Lucille Driver and her husband spent their first date right next to a Dumpster.
"Maybe a few feet away, so that the smell wouldn't get to them," said her eldest son, Lonewolf Driver.
It was an unpromising beginning, perhaps. But the night by the Dumpster led the young couple to a marriage of nearly 50 years.
And it provided them with a favorite family story, among hundreds of such stories Mrs. Driver would collect over the years. From early in her marriage until late in her life, she devoted herself to researching the Driver family's history, eventually writing and self-publishing six books of family history.
A seventh book was in the works, but it was left unfinished when Mrs. Driver died July 15 after several months of declining health.

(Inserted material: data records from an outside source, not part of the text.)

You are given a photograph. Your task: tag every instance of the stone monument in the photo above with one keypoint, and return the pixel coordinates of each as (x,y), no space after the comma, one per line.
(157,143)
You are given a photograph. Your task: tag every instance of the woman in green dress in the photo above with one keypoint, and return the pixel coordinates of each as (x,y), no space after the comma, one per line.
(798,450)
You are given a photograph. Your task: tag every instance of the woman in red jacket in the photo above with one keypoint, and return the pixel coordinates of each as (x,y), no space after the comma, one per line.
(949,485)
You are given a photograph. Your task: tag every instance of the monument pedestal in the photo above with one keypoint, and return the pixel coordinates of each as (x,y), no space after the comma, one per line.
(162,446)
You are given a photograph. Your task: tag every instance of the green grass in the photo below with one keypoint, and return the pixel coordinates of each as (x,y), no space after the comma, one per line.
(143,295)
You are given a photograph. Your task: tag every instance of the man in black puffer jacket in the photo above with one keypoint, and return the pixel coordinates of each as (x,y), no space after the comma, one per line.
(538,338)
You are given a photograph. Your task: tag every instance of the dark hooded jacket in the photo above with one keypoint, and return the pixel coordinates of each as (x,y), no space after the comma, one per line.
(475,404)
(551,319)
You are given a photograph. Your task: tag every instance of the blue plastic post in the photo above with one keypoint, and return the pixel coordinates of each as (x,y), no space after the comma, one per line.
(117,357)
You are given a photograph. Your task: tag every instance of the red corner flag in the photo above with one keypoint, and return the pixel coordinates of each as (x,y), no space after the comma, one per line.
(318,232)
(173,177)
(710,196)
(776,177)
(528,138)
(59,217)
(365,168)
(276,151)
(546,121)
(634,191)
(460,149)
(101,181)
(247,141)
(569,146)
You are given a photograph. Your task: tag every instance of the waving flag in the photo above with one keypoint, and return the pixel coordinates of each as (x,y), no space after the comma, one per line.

She was 83.
She was born Lucille Melhuish in rural Pennsylvania, the only daughter of a chicken farmer.
She earned a college degree in radiology technology and worked in that field until her first, brief marriage to Harvey Bennett. After that marriage ended, she worked as a secretary at an Army base in North Carolina. It was there, on a blind date arranged by her co-workers, that she met Sgt. David Driver.
"The GIs she worked with, they looked out for her," Lonewolf Driver said. "They were like big brothers."
For an unknown reason, Driver chose to meet his date near a Dumpster on the base. They sat there, got acquainted and fell in love.
They married in 1954, and she spent the next several decades as an Army wife, moving from base to base and spending long periods alone with her three children when her husband was overseas.
"She served her time in the military," Lonewolf Driver said, "even though she never enlisted."
Her husband's retirement brought the couple to Florida in the 1960s. They ran a small mobile home park in Gibsonton together, and Mrs. Driver worked another job as a secretary.
"She always worked, but she was also the one who took care of the house," her son said. "Our house was always above average, I'd say. No complaints."
They moved to Brandon in the 1980s.
It was about 45 years ago that she started becoming interested in genealogy. She chose to concentrate on her husband's lineage rather than her own. "She was an only child and the last of the Melhuish line," her son said. "But there were lots of Drivers."
The advent of computers and the Internet has led many people into genealogy, but Mrs. Driver preferred the old-fashioned approach.
She and her husband traveled constantly, visiting cemeteries, calling on families that might have been related and gathering anecdotes. She traced the family's lineage back to England in the 1700s.
"They went all over, chasing down one lead after another," her son said.
She chronicled her findings in a series of self-published books that she sold mostly to distant relatives around the country.
"They could be businessmen, they could be cattle ranchers, they could be horse thieves," Lonewolf Driver said. "She put it all down. She never liked the computer; she did it all on her typewriter."
She gave up the hobby about the time her husband died, about eight years ago. She had completed five volumes about the Driver family and one about the Melhuish family. She had started one about her mother's family.
"We still get calls, even today, from people who want to buy her books," Lonewolf Driver said.
In addition to her son Lonewolf, Mrs. Driver is survived by a son, Paul Driver, daughter Rebecca Driver and three grandchildren. A viewing is scheduled for 5 to 8 p.m. this evening at Stowers Funeral Home in Brandon, with services afterward.